Blue-crowns are incredibly playful, too. He swings his bell toy to make the noise, then gets mad when it swings back and nudges him. Or, heʼll pull the clapper out of the bell, but swing it anyway and get confused when it doesnʼt make a sound anymore. He loves wooden, colorful toys; I have to buy toys designed for a slightly larger bird, because he will go through things marketed for conures in a day, maximum. He ﬁnds his own entertainment, as Iʼm sure youʼve gathered – plastic bottle caps, pieces of paper, and once, he discovered that if he grabbed one of the cockatielsʼ tails with his beak, he could make her run in place. I about died laughing that day. Heʼs scared of millet, but he loves the hair dryer/vacuum noises, and heʼll “sing” along to me practicing or playing music.
Heʼs not really a fan of children – my sister is fourteen now and heʼs only really warmed up to her in the last year or two – so if you live with kids, a blue-crown might not be a good idea. Iʼm not planning on procreating anytime in at minimum the next ﬁve years, if ever, so I suppose Iʼll cross that bridge when the time comes.

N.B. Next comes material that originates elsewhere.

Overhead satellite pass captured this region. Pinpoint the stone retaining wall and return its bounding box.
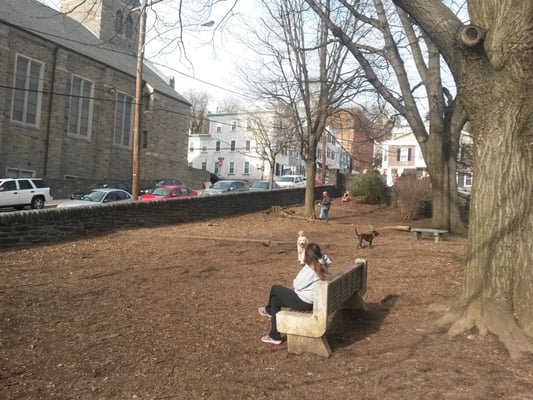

Our conure is kind of like a child himself; if he doesnʼt get a couple of hours of attention today, he gets pretty cranky. Fortunately, the attention can be low maintenance: if I set him on my shoulder and set to studying or even playing a game, heʼs happy. Sometimes heʼll go after my pen/ headphones/controller/phone/whatever Iʼve got that is distracting me from gazing upon his glorious presence, but sometimes, like right now, heʼll sit and preen, or talk, or entertain himself somehow.
So, yes, if you have an adequate living space and possess the capability to put up with mess and high decibel noise, even if youʼre in school right now – and you are committed to keeping a bird for the next thirty years or so! – blue-crowns as a species come highly recommended from me.
Every bird is different, of course – and the key difference is going to be the bond that you cultivate with your bird early on. That makes all the difference, though, and Iʼve never found him to be a burden on any facet of my life. Iʼve been able to go out and enjoy my twenties, take the occasional overnight trip (so long as I give him extra attention the next day!), host dinner parties, and hell, move halfway across the country to pursue my mastersʼ degree – and my parrot is still just as happy and well-adjusted as ever.
Be good to your birdies, and they will be good to you.